Burying the Dead
The Battle of the Wilderness
At battles end, more than 2,000 Union dead lay scattered through the Wilderness. The first major effort to bury the dead came more than a year later, when a Union regiment received orders to proceed to the Wilderness and inter those Union soldiers whose remains still littered the landscape.
For a week burial parties combed the woods, gathering up as many remains as they could find. They placed the bones in wooden coffins and buried them in two temporary graveyards; one near here beside the Orange Plank Road and the other on the Orange Turnpike. Wilderness National Cemetery #2, as this plot was called, held 534 bodies. Today shallow depressions in the ground are all that remain.
The cemeteries remained in existence only a short time. Concluding that it would be easier to manage one large cemetery rather than several small ones, the War Department transferred the Wilderness dead to Fredericksburg National Cemetery in the late 1860s.
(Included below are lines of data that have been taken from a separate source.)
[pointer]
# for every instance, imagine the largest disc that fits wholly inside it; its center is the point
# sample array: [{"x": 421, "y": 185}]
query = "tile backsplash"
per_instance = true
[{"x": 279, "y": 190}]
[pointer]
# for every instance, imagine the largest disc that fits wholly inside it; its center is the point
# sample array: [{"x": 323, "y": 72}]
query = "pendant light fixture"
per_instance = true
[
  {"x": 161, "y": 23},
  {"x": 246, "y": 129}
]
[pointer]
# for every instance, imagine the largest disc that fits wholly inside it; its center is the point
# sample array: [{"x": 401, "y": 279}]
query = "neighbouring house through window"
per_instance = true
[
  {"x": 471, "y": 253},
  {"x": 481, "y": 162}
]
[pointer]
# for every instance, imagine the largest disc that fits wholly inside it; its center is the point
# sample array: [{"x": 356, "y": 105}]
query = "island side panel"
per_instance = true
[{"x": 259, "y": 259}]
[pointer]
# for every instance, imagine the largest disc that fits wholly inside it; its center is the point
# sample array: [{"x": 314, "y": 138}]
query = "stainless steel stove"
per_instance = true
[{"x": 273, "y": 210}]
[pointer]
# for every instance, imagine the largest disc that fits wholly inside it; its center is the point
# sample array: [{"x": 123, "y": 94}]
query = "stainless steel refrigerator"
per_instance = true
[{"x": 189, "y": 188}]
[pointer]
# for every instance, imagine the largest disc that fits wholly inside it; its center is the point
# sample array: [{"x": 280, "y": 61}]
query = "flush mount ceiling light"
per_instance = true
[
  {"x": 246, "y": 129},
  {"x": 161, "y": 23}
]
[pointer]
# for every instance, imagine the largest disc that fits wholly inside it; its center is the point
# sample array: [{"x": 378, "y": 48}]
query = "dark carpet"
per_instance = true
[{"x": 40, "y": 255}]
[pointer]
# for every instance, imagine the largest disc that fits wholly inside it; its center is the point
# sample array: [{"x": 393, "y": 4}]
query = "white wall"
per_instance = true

Having collected all that a thorough search could discover, graves were dug….Ten skulls were placed in each coffin, which was then filled with bones - the lid screwed on, and...lowered into their last resting place, unknown, but not unhonored nor unsung.
Lieutenant William D.F. Landon, 1st United States Volunteer Veterans.
Marker is on Orange Plank Road (Virginia Route 621), on the right when traveling east.